Large Scale Topic Detection using Node-Cut Partitioning on Dense Weighted Graphs
Speaker: Kambiz Ghoorchian
I am a Ph.D. candidate at Software and Computer Systems (SCS) laboratory at KTH Royal Institute of Technology. My research is funded by the Marie Curie Initial Training Network project calle iSocial. I received an M.Sc in Software Engineering of Distributed Systems (SEDS) from KTH, Sweden (2010) and a high-level M.Sc in Computational Linguistics from KULeuven, Belgium (2011). My current research is focused on designing algorithms for large-scale data processing with applications on Information Retrieval (IR) and text analysis.
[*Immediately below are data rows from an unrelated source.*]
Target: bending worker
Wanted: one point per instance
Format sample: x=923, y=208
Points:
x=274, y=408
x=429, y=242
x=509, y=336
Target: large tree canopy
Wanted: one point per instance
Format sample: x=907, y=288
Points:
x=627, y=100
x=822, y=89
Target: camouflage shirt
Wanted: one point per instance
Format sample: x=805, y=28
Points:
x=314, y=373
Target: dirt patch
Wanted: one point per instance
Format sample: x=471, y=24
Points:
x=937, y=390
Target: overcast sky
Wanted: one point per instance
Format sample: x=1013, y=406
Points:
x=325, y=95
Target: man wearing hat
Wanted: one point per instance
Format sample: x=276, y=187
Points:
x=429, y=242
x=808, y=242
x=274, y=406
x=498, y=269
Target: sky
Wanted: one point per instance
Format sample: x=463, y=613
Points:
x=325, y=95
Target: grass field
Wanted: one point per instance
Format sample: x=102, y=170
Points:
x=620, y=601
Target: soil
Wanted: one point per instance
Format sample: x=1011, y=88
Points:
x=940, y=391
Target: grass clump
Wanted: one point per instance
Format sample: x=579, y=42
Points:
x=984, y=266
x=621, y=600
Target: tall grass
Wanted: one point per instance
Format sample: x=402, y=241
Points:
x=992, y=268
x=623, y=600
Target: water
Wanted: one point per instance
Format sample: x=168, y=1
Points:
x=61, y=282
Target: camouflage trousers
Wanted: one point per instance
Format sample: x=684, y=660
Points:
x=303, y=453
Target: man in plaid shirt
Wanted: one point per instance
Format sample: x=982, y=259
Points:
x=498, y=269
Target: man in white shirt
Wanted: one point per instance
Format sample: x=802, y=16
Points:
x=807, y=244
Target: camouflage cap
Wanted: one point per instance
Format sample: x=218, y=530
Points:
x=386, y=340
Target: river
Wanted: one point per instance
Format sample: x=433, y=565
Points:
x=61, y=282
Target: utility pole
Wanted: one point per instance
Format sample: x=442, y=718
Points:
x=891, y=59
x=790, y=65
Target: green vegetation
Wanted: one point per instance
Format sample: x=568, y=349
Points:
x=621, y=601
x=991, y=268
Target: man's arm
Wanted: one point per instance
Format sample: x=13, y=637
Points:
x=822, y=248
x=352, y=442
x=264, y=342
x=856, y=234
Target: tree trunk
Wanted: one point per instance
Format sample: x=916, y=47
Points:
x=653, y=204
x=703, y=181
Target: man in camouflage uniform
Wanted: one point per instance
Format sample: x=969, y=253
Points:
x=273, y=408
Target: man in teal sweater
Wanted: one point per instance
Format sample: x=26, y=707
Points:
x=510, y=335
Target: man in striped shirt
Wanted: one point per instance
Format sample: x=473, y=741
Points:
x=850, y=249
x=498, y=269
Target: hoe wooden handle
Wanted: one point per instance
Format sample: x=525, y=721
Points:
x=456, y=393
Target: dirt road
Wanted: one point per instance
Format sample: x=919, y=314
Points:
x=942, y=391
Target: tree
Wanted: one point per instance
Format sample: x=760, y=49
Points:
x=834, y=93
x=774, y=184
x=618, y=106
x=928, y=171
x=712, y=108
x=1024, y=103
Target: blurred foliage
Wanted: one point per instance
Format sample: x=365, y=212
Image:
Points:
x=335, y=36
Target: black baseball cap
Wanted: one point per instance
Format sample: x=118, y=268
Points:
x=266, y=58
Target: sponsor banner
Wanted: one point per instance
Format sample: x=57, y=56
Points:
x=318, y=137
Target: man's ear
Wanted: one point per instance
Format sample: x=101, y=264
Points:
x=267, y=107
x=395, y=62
Topic Detection in Text (TDT) is the problem of automatic identification of most frequent topics in a given corpus of documents. Traditional solutions, based on word-space modeling and similarity comparison, soon proved inefficient and unscalable due to their excessive representation models. Next generation of approaches leveraged efficiency using Dimensionality Reduction, Statistical Analysis, and Machine Learning techniques. However, scalability is still an issue, especially upon rapid growth of publications in web documents and Online Social Networks (OSNs).
We propose an innovative algorithm for TDT, based on dimensionality reduction and graph partitioning. The main idea is to create a highly dense and weighted graph that contains topics as small weighted-dense subgraphs and extract those topics using graph partitioning. The graph is created using a dimensionality reduction method called Random Indexing (RI). Then, the topics are extracted using a vertex-cut partitioning algorithm inspired from JaBeJa-VC. We show that the proposed approach outperforms the state-of-the-art solutions in both efficiency and scalability.